Stereotactic ablation or surgery known as the lesioning therapies (LT) is a method to treat nervous system diseases by destroying specific tissue structures in the brain through stereotactic minimally invasive technology, mainly consisting of magnetic resonance guided focused ultrasound surgery (MRgFUS), gamma knife stereotactic radiosurgery (GK) and radiofrequency thermal ablation (RF). For Parkinson's disease (PD) patients with poor drug response, LT can significantly improve the clinical symptoms (such as stiffness, tremor, dyskinesia, etc.), reduce drug dosage and improve the long-term quality of life,and is an important alternative to deep brain stimulation (DBS).
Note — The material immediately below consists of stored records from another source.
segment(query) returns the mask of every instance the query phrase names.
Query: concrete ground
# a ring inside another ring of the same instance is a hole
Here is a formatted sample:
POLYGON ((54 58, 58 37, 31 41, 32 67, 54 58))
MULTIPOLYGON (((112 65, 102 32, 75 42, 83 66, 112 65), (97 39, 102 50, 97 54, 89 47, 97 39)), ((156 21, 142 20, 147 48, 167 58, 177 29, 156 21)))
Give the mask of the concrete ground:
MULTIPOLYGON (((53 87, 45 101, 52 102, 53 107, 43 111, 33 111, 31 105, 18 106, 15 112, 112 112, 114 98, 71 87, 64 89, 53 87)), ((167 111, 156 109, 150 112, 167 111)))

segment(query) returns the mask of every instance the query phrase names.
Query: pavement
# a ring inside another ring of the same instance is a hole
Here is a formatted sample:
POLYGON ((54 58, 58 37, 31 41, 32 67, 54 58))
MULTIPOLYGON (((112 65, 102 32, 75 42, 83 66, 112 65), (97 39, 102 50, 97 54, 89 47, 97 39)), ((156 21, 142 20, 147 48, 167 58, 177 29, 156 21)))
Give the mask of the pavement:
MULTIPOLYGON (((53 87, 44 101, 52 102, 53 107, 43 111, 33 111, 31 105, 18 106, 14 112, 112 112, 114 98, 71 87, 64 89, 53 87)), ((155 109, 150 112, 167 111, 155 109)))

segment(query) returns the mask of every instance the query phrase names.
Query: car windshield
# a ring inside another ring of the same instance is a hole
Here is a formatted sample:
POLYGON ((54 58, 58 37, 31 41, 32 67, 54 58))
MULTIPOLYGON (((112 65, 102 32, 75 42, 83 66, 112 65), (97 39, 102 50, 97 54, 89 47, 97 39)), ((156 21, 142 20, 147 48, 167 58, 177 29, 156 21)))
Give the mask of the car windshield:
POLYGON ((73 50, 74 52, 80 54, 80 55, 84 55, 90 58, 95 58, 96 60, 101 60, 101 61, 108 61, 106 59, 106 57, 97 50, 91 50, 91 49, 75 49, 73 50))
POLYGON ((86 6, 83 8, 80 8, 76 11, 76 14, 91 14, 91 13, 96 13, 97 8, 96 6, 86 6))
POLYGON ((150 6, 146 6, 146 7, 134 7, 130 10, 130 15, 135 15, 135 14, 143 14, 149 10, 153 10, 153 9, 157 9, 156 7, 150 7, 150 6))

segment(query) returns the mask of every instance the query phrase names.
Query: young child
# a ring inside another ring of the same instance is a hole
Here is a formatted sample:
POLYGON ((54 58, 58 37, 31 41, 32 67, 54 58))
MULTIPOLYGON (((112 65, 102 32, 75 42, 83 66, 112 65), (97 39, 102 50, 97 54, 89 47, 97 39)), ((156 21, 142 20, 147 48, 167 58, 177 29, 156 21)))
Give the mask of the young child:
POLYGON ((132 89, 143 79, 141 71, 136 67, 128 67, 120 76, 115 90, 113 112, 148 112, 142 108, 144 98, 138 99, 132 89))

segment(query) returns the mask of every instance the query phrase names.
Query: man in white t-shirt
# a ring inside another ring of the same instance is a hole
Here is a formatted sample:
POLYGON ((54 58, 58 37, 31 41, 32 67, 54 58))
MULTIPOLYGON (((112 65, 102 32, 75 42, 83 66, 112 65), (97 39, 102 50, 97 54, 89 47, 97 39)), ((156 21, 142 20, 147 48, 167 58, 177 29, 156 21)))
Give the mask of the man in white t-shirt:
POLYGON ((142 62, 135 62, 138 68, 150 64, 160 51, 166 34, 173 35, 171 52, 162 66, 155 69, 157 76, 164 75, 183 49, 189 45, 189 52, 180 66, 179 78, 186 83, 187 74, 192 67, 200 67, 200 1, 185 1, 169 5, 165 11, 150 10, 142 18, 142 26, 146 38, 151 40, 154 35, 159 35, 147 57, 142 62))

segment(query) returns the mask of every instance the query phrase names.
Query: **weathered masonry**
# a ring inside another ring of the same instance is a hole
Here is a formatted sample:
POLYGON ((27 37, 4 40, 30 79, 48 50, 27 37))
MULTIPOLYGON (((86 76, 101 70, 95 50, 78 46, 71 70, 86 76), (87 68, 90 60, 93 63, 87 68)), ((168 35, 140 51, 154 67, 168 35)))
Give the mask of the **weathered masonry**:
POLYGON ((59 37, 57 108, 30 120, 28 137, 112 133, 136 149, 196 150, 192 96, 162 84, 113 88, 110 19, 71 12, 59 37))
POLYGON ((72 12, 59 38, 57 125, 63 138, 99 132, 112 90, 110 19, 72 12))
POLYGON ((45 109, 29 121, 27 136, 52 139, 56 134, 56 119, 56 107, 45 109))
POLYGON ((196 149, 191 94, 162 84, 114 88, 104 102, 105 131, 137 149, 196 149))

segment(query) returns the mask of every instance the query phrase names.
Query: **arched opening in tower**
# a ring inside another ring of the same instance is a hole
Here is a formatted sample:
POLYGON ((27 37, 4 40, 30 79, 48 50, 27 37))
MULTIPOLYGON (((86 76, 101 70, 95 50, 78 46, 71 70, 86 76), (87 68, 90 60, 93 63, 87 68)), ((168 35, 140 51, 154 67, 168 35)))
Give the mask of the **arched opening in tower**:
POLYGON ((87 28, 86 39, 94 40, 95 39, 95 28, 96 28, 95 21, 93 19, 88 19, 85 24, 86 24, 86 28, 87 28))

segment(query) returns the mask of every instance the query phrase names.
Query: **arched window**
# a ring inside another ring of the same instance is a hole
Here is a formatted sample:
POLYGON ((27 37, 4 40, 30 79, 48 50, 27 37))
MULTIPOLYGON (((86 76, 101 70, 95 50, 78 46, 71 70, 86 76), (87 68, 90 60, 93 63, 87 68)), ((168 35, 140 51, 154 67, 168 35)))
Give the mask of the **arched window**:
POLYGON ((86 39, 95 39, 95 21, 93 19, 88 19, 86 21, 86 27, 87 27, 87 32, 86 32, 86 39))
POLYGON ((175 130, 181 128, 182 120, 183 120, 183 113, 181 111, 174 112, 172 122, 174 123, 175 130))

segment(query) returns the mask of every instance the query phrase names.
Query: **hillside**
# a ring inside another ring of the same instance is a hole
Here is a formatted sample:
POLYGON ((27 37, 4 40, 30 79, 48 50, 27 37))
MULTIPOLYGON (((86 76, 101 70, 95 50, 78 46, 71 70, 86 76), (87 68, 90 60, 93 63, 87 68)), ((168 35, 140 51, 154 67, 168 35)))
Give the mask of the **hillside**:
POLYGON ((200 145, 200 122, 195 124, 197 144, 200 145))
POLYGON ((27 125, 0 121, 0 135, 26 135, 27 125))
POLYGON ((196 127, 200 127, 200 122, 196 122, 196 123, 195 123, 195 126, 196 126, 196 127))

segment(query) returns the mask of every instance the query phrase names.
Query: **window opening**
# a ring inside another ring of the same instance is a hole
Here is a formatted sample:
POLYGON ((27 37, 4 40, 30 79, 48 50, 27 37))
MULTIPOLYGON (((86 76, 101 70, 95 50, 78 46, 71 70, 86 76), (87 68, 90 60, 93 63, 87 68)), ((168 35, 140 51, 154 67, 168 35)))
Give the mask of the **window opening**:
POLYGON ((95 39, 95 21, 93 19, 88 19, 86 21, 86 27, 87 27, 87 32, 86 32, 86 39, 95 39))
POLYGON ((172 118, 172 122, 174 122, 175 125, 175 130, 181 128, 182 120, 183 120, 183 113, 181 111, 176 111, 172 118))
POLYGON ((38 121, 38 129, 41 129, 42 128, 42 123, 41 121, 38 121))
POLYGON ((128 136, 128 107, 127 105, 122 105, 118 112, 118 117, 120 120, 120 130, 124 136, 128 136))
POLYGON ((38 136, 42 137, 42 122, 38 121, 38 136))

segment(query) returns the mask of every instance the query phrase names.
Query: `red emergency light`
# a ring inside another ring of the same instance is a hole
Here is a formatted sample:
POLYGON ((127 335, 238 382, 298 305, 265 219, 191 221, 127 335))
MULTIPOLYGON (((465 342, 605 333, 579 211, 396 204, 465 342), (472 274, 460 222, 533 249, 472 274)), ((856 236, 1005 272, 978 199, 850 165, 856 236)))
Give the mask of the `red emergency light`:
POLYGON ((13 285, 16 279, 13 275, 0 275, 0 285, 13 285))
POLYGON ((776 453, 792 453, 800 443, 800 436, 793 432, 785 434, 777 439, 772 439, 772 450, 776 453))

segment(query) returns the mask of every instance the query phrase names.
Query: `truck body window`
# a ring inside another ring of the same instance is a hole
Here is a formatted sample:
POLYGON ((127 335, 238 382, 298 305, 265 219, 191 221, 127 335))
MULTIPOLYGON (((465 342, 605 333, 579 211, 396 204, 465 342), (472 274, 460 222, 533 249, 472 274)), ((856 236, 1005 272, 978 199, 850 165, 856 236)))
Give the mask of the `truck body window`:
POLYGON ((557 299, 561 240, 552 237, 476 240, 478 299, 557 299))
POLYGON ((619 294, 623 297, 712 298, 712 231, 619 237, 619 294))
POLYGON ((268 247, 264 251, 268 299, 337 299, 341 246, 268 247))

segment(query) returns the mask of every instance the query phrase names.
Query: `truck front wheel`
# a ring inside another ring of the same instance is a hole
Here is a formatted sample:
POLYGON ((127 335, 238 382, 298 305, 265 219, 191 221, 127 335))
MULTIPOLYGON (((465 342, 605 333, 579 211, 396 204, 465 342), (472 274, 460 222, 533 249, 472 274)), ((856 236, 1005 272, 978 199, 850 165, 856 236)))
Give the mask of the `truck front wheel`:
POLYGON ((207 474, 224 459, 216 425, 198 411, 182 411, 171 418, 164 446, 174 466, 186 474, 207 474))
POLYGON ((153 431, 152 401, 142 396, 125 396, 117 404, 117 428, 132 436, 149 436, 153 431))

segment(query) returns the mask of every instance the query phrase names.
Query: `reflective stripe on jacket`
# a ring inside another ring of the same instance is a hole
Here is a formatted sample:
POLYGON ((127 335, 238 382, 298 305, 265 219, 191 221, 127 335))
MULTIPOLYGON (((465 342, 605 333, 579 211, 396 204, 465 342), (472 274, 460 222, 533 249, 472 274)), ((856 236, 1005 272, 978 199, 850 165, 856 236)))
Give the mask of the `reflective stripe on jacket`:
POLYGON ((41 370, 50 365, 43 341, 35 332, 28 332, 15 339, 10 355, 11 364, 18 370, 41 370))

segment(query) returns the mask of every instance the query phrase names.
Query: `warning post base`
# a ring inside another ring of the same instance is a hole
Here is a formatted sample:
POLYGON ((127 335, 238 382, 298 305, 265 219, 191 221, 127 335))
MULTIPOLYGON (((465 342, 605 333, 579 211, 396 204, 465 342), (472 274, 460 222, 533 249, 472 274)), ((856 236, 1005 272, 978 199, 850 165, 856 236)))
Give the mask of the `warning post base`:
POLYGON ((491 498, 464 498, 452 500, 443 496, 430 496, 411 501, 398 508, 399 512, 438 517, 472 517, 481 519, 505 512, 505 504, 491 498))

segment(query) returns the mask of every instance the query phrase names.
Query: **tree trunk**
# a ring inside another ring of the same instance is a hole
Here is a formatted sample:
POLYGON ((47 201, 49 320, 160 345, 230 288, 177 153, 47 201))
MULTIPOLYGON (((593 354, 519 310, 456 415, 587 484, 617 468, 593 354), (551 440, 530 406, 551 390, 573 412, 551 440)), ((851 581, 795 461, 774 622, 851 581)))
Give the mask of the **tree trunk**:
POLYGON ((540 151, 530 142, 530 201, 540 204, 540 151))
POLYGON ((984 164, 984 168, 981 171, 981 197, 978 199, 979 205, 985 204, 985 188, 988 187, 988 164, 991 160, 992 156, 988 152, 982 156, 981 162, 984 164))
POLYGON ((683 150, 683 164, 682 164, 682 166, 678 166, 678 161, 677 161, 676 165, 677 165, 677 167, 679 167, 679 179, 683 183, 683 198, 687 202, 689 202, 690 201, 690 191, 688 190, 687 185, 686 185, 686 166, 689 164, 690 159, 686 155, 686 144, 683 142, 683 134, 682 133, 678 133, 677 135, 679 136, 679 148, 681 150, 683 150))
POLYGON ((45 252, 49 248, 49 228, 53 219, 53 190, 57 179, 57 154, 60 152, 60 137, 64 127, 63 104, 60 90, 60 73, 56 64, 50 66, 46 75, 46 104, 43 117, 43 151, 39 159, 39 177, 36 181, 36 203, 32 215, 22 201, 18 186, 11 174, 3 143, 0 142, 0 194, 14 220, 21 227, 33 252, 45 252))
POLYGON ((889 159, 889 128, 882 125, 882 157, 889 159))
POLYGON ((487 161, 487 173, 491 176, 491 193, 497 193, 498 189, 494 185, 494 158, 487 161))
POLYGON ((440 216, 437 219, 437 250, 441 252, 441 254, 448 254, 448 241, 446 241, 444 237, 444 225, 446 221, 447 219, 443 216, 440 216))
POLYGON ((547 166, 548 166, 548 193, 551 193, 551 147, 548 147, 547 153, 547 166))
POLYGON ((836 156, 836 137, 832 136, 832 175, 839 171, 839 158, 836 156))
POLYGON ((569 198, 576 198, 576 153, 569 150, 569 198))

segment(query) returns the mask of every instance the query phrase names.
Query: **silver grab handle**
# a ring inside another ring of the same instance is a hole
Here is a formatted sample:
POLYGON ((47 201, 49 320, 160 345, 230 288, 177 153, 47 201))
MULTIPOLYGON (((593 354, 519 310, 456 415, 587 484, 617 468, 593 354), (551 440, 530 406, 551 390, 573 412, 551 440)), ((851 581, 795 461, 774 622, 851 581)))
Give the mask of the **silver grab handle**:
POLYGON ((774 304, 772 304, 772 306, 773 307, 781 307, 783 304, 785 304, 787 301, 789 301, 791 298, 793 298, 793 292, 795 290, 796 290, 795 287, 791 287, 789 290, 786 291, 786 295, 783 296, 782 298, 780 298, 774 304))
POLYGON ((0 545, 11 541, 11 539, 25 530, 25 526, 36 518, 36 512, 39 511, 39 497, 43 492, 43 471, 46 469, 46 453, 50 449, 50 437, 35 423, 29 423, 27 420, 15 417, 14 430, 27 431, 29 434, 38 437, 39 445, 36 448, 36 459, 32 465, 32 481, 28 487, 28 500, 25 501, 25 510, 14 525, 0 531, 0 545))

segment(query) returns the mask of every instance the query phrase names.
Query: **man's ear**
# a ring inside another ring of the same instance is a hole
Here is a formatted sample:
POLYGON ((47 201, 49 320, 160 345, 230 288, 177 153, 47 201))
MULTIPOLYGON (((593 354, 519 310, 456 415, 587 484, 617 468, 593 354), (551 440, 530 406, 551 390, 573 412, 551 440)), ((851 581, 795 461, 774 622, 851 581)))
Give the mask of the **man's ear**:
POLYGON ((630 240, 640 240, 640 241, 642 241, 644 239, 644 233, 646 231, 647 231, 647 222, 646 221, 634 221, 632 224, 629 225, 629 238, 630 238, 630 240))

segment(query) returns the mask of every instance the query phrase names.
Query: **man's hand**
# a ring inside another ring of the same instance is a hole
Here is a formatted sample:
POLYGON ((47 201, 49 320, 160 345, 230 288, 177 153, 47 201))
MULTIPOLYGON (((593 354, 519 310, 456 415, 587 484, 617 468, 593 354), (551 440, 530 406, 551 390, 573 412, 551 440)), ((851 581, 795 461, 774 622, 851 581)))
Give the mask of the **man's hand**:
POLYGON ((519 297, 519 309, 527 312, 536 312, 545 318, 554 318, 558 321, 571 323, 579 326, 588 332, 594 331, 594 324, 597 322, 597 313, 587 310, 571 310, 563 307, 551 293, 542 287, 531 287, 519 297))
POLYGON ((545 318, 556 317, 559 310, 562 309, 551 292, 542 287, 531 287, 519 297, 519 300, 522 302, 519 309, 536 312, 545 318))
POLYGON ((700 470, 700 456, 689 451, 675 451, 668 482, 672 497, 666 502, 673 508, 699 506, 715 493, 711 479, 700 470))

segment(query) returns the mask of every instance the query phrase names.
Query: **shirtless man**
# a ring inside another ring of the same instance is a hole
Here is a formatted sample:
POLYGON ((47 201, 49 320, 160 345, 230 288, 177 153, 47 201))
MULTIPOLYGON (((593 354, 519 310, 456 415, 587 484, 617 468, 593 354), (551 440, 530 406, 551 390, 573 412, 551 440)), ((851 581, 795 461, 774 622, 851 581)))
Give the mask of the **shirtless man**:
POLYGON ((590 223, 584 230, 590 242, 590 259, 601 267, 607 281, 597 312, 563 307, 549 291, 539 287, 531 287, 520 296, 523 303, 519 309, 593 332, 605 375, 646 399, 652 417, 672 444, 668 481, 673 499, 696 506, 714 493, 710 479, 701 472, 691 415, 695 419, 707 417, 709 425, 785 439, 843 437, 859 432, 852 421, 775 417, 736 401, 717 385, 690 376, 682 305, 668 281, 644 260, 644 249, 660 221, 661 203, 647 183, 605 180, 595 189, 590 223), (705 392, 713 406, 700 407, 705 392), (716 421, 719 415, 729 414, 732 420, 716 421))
Fully understanding the mechanism, characteristics, advantages and disadvantages and applicable population of the different methods of LT is of great guiding significance for formulating an individualized treatment plan. The research progress of MRgFUS, GK and RF in LT in the treatment of PD in recent years were reviewed, and the therapeutic effects and adverse reactions of different methods and targets have been summarized in present paper,so as to provide some reference for the selection of clinical operation scheme in the future.